An AI-Powered Analysis of our Postal Service Through Tweets | by John Adeojo | Mar, 2023

By Jessie Hobb On Mar 23, 2023

Deciphering Customer Voices with AI

Delving into Machine Learning, Topic Modeling, and Sentiment Analysis to Uncover Valuable Customer Perspectives

Image by Author: AI generated sentiment and topic for #royalmail

My partner and I usually experience an excellent postal service. Most of the time letters arrive to our home un-opened and delivered in a timely fashion. That’s why when our post didn’t arrive for a few weeks we thought it was quite strange. After some diligent web searching, we discovered the most likely cause to this service disruption was strikes. As a data scientist this whole episode got me thinking…

Is there a way to leverage online data to track these types of incidents?

The answer to this question is yes, and I have already built a prototype which is available for you to play with. I recommend doing so before reading on as it will give you a feel for things before getting into the technical details.

🌏 Explore the m(app)

I’ll spend the remainder of this write up walking you through how I went about answering this question. This is pretty much an end to end machine learning project exploring aspects of software engineering, social media data mining, topic modelling, transformers, custom loss functions, transfer learning, and data visualisation. If that sounds interesting to you at all grab a snack or a drink and get comfortable because this might be quite a long one but hopefully worth the read.

Disclaimer: This article is an independent analysis of tweets containing the #royalmail hashtag and is not affiliated with, endorsed, or sponsored by Royal Mail Group Ltd. The opinions and findings expressed within this article are solely those of the author and do not represent the views or official positions of Royal Mail Group Ltd or any of its subsidiaries.

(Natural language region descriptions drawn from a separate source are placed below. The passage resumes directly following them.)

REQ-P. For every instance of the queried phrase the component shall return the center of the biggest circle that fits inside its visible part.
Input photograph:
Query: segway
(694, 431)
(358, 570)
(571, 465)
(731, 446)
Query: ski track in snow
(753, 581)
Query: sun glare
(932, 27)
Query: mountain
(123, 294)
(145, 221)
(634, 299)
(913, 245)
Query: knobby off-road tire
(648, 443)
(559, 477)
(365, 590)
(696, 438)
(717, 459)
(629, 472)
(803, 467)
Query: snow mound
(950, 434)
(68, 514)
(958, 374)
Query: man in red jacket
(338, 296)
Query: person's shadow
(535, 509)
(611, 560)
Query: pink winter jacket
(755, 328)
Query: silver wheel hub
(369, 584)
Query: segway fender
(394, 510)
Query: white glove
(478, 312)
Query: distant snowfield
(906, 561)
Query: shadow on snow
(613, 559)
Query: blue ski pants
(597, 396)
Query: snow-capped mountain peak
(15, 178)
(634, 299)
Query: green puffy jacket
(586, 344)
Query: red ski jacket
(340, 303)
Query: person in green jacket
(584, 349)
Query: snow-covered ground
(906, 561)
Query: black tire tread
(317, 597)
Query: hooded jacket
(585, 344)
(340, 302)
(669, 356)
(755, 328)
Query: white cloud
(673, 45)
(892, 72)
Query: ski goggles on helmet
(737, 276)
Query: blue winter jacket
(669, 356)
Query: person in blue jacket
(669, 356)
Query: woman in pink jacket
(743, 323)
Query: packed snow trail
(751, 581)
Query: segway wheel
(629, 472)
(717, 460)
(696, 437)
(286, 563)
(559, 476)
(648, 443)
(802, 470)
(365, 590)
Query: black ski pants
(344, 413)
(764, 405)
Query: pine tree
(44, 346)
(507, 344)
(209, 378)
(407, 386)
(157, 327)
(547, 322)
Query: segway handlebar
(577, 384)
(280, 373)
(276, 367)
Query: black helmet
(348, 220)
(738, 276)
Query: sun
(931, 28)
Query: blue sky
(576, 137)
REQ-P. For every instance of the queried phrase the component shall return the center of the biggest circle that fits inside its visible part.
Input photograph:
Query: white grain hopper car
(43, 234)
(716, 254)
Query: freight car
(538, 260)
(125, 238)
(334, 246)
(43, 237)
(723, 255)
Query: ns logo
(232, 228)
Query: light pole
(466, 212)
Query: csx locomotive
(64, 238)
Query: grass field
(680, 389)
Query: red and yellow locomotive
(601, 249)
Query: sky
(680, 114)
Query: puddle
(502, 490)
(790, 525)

When seeking to understand what people think, Twitter is always a good starting point. Much of what people post on Twitter is public and easily accessible through their API. It’s the kind of no holds barred verbal arena you would expect to find plenty of insights on customer service. I got curious and conducted a quick twitter search myself starting simply with ‘#royalmail’. And voila! a tonne of tweets.

With my data source identified, the next thing I did was to figure out how I would “mine” issues raised from those tweets. Topic modelling came to mind immediately as something to try. I figured that using some kind of clustering on the tweets could reveal some latent topics. I’ll spend the remainder of the write up going into some technical details. This won’t be a step-by-step, but rather a peek over my shoulder and a window into my thought process in putting this project together.

Development environment: I do the majority of my ML projects in python so my preferred IDE is Jupyter labs. I find it useful to be able to quickly toggle between Jupyter notebooks, python scripts, and the terminal.

File structure: This is a rather complex project, if I do say so myself. There are several processes to consider here and therefore it’s not something that could just be done from the safety of a Jupyter notebook. Listing out all of these we have; data extraction, data processing, topic modeling, machine learning, and data visualisation. To help create some order I usually start by establishing an appropriate file structure. You can, and probably should leverage bash scripting to do this.

│   README.md
│   setup.py
│   __init__.py
│
├───data
│   ├───01_raw
│   │       tweets_details2023-03-15_20-43-36.csv
│   │
│   ├───02_intermediate
│   ├───03_feature_bank
│   ├───04_model_output
│   └───05_Reports
├───data_processing
│       collect_tweets.py
│       preprocess_tweets_lite.py
│       preprocess_tweets_rm.py
│       __init__.py
│
├───machine_learning
│       customer_trainer.py
│       makemodel.py
│       preprocess_ml.py
│       train_models.py
│       __init__.py
│
├───notebooks
│       HDBSCAN_UMAP_notebook.ipynb
│       Twitter Model Analysis Notebook .ipynb
│
└───topic_modeling
bert_umap_topic.py
tfidf.py
twitter_roberta_umap_topic.py
__init__.py

Modularisation: I broke each process down into modules making it easy to re-use, adapt and tweak things for different use cases. Modules also help keep your code ‘clean’. Without the modular approach I would have ended up with a Jupyter notebook or python script thousands of lines long, very unappealing and difficult to de-bug.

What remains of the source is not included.